During the Yugoslavia period, FK Velež was considered the pride of Herzegovina and was supported by all Herzegovinians. The fan base spanned Yugoslavia, with the most support coming from Konjic, Čapljina, Travnik, Doboj, Tuzla and Dubrovnik.

During the 1985–86 season, Mostar was a town of 110,000 people. However, eight thousand Red Army members traveled to Split to watch a Hajduk-Velež match. This is just one of the many examples of the love that Red Army had for Velež. Velež was viewed as a multi-ethnic team. Many Bosniaks, Croats and Serbs played in FK Velež.

Members of the Red Army are predominantly Bosniaks although the group is welcoming all nationalities. Attendance at the stadium rarely reaches levels seen in the 1980s, but on certain occasions, large numbers of fans gather.

==Present-day==
Today, the Red Army Mostar is mostly composed of people from Mostar. A few groups come from Ilidža, Konjic, Jablanica, Čapljina and Stolac.

Red Army's biggest rivals today are Ultras Mostar, a supporter group of another team from Mostar HŠK Zrinjski Mostar. The rivalry is based on locality, ethnicity, and politics. FK Velež and Red Army are mostly Bosniak, while HŠK Zrinjski and Ultras are mostly Croat. The rivalry began after the end of the Bosnian War, mostly because of the conflict between Bosniaks and Croats during the war.

The city of Mostar was divided between the east side, which is predominantly Bosniak, and the west side, which is predominantly Croat. Velež's old stadium, Bijeli Brijeg Stadium remained on the west side of Mostar, so the club had to find a new stadium to be able to play matches. Its old stadium was given to Zrinjski. Matches between Velež and Zrinjski are often afflicted with high levels of conflict.

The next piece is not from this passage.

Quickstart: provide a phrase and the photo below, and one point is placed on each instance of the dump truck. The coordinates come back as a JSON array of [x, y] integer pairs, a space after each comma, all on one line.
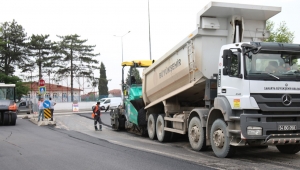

On the 4th of May 2024 memebers of rival groups "Ultras Zrinjski Mostar" stole approximately 70 banners, shirts, scarfs and drums from "Red Army Mostar". After that the burned them during a rival game between Zrinjski and Velež, which in the tifo world means they are shutting them down as a group. Given the fact that they burned everything they had, Red Army are now only using 2 banners, 1 that says "Prestati Nećemo Nikada" and 1 that says "Velež".